Smallwood rightly notes that mainstream journalism has to come up with some sort of rules or conventions to deal with this. Perhaps it will be easier when the Internet is a business, and journalists who work for Internet businesses will be journalists and bloggers will be anonymous tipsters. But nothing made every sports medium that covers the NFL or Philadelphia football chase this. They could have said, gosh, there's nothing to this, we would have known, we would have gotten a tip, we Cover the Freaking Eagles! But then they would not have driven traffic to their website from obsessed Eagles fans willing to check 40 websites in 40 minutes to see if Permanent Loser Andy was indeed gone. They would have looked noncompetitive by not reacting to idiocy. Yes, we need to consider the source, not the frequency. But to do that, we need to stop thinking that we are competing with everyone in the world. We are competing with people who do what we do to gain the readership of people who want to follow what we do. Those are our customers. Other customers will go to other types of information. With every person having a printing press, it has to be that way. There are too many options to cover every bet. We have to figure out what customers we can get and what they want, and not be worried about the customers we won't get.

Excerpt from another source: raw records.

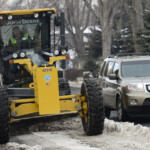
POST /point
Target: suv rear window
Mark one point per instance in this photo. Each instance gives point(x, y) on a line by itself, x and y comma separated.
point(109, 68)
point(102, 68)
point(136, 69)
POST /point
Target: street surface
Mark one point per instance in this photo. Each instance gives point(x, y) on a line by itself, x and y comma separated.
point(66, 133)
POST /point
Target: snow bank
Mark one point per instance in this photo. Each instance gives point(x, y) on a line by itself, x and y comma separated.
point(16, 146)
point(125, 127)
point(122, 136)
point(75, 84)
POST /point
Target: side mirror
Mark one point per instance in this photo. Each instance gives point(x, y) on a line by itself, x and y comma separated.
point(57, 20)
point(112, 76)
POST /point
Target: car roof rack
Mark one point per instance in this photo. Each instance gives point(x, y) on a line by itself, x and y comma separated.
point(129, 54)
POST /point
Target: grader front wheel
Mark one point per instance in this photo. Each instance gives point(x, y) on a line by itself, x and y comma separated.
point(92, 108)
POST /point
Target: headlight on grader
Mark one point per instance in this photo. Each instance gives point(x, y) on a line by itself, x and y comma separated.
point(36, 15)
point(15, 55)
point(22, 54)
point(63, 52)
point(56, 52)
point(10, 17)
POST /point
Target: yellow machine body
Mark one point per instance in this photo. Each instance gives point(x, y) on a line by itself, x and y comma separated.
point(46, 91)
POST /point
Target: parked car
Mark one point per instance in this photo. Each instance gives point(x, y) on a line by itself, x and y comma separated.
point(125, 82)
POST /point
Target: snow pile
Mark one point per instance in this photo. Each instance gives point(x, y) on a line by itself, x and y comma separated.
point(15, 146)
point(63, 124)
point(122, 136)
point(125, 127)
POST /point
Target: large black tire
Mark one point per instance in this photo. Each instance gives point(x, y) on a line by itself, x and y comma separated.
point(107, 112)
point(94, 123)
point(64, 88)
point(121, 113)
point(4, 117)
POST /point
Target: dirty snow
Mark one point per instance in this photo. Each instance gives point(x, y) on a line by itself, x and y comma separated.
point(67, 134)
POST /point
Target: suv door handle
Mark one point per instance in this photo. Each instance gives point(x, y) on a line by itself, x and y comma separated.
point(107, 84)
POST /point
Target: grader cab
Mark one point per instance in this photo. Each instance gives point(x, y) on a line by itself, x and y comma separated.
point(29, 84)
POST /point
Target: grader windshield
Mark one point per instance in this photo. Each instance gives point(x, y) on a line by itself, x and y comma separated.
point(25, 30)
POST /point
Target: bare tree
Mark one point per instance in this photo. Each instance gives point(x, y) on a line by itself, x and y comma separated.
point(106, 11)
point(77, 20)
point(134, 11)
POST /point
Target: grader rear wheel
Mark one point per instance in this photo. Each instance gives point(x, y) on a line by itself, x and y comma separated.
point(4, 117)
point(92, 108)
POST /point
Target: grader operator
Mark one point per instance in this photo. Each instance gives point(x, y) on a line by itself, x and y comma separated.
point(28, 75)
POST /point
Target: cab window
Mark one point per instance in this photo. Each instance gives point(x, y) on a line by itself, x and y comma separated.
point(102, 68)
point(116, 69)
point(109, 68)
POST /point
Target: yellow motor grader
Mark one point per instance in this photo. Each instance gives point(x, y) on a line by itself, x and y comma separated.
point(29, 77)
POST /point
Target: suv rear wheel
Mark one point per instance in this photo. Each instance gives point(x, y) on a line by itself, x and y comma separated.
point(93, 119)
point(107, 112)
point(122, 114)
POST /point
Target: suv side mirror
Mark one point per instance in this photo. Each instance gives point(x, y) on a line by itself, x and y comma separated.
point(57, 20)
point(112, 76)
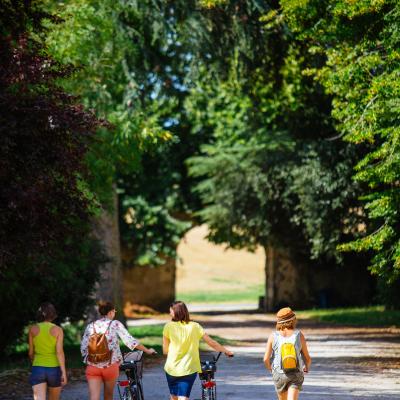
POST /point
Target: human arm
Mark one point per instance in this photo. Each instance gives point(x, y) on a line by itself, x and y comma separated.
point(31, 351)
point(305, 354)
point(84, 343)
point(166, 342)
point(268, 353)
point(216, 346)
point(130, 341)
point(60, 354)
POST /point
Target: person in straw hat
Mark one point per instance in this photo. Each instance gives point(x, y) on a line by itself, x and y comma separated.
point(287, 356)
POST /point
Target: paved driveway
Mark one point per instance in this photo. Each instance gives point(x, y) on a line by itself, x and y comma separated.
point(348, 363)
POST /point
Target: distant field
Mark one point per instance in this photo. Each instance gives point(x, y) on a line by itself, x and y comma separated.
point(360, 316)
point(207, 273)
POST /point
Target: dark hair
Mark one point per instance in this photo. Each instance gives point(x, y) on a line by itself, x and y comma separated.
point(105, 307)
point(181, 313)
point(46, 312)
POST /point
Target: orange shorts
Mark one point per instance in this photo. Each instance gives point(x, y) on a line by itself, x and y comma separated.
point(109, 373)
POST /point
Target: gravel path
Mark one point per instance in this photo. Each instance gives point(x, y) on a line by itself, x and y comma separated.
point(348, 363)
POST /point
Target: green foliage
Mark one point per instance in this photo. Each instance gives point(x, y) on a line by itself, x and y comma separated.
point(46, 249)
point(150, 231)
point(271, 174)
point(360, 41)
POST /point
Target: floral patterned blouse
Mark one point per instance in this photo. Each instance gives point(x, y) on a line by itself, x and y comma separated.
point(115, 332)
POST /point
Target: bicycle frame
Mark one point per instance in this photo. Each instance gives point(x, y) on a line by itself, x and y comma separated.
point(207, 378)
point(131, 388)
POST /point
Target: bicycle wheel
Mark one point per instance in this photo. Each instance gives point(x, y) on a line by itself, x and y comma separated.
point(208, 394)
point(139, 391)
point(127, 395)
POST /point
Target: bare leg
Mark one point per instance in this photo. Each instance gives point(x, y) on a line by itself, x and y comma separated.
point(283, 395)
point(95, 388)
point(39, 391)
point(293, 393)
point(109, 389)
point(54, 393)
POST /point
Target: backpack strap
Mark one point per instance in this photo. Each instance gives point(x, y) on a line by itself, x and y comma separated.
point(108, 327)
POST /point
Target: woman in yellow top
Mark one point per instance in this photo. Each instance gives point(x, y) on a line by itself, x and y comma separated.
point(181, 338)
point(47, 355)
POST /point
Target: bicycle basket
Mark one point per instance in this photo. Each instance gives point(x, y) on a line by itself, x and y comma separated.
point(133, 360)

Mainstream news media also need to note the blogger's initial response when he posted that the whole thing was not just an unsourced rumor, but an unsourced rumor he heard from someone else, not even someone in the Eagles -- "What Fun." This is like the response of the guy who posted the New York harbor tornado photos from 35 years earlier that sucked in NBC -- that he was just doing it for a hoot to get a rise out of his friends. Katie Couric was doubtless wrong for Tweeting that Hosni Mubarak had resigned, when he had not. (On the other hand, UPI used to do this sort of stuff all the time.) Couric wasn't doing it just to get attention. She thought it was a legitimate story. She would not have posted a photo of a years-ago tornado in New York harbor and said it was new just to get a rise out of her friends. The people who do this may have websites and may occasionally post something of interest and possibly of newsworthiness, but they are not journalists. Be watching this case in New Jersey to see if nonjournalists suddenly are defined as if they were. Again, newspapers shot themselves in the foot on this, on the one hand for First Amendment motives and on the other for Web Economy reasons (if we link to you, it will drive traffic), but in doing so again forgot exactly what they are selling. Smallwood is right. We need as a profession to come up with ways to handle this, and that means seeing ourselves as a profession and not just as the equivalent of anyone with a site.